Washington Post anti-Israel bias on full display again

In "Palestinians fear for their children after Israeli vote" (November 12, 2022), what's missing yet critical to this story is that Israelis have feared for their children before, during, and likely long after Israel's recent election.  Palestinian Arab terrorism hasn't ceased since Israel's founding in 1948.

The article has the audacity to compare the Palestinian situation with discrimination against blacks in America but contradicts itself when it admits that there has been an upsurge in "Palestinian attacks" against Israelis since the spring.  The reporter's case for the intersectional link is an interview with a Palestinian mother who describes the "well rehearsed warnings to their children about dealing with Israeli security forces."  The Palestinian mother "tells her teenagers to be careful around Israeli soldiers, especially if stopped at a checkpoint" and that "any kind of movement" could get them shot.  The Post provided no examples of such cavalier shootings at checkpoints or anywhere else. 

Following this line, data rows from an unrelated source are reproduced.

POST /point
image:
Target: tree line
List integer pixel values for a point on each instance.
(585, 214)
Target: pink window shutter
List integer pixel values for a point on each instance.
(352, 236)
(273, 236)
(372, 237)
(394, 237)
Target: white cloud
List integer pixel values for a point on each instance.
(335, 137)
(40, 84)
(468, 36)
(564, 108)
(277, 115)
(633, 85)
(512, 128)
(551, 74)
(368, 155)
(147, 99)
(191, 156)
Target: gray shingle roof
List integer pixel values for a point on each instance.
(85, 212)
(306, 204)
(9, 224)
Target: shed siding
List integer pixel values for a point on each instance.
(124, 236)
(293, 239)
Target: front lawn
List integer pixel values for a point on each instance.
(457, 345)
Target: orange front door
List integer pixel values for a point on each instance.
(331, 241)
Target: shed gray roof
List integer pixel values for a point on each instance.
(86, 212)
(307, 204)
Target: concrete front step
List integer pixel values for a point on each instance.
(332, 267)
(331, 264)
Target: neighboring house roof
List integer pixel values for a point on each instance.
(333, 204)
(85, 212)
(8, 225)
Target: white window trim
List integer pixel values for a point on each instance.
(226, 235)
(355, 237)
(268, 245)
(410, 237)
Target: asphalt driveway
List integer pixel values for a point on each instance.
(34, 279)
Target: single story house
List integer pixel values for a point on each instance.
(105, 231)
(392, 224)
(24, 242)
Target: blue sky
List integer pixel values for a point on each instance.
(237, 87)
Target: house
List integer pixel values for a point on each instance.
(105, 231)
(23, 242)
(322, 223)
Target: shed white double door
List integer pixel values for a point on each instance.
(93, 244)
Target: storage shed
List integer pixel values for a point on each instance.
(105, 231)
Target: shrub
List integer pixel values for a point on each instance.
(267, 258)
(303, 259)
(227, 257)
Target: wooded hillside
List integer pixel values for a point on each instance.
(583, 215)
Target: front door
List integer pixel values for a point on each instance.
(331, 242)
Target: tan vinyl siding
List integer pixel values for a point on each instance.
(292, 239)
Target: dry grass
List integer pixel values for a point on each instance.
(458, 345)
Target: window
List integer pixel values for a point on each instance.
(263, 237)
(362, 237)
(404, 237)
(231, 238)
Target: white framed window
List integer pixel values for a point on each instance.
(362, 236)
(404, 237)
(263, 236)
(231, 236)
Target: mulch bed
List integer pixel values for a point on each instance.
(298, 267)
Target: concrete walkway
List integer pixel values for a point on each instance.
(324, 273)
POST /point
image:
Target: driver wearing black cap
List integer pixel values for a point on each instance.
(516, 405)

Palestinian mothers could give better advice to their children by telling them to stop their terrorist murders of Israeli men, women, and children.  Then the mothers would no longer have to fear that their children may be captured or killed by Israeli forces.

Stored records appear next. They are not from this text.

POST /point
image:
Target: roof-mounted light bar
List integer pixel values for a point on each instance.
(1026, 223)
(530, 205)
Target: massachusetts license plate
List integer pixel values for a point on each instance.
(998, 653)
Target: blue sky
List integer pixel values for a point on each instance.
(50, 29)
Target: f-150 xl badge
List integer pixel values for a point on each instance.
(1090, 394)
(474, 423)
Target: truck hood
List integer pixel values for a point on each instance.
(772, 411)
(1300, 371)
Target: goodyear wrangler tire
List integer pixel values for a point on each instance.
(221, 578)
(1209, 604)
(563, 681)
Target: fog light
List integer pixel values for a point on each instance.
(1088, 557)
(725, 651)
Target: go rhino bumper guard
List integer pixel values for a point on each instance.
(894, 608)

The reality is that it's Jewish mothers who have had to have the talk with their children, that their Arab neighbors are relentless in their genocidal aspirations.  And that they will therefore forever live in a state of war and need to enter the military with the likelihood that they would lose friends, neighbors, and family in defense of their nation.

The made-up intersectional comparison between Palestinians and blacks in America serves only to put the Washington Post's bias on full display.  It misses the mark on so many levels.

Dr. Michael Berenhaus is a freelance watchdog activist who works tirelessly to combat anti-Israel bias in the media.  He has been widely published in news sources such as The Economist, the New York Times, and the Washington Post.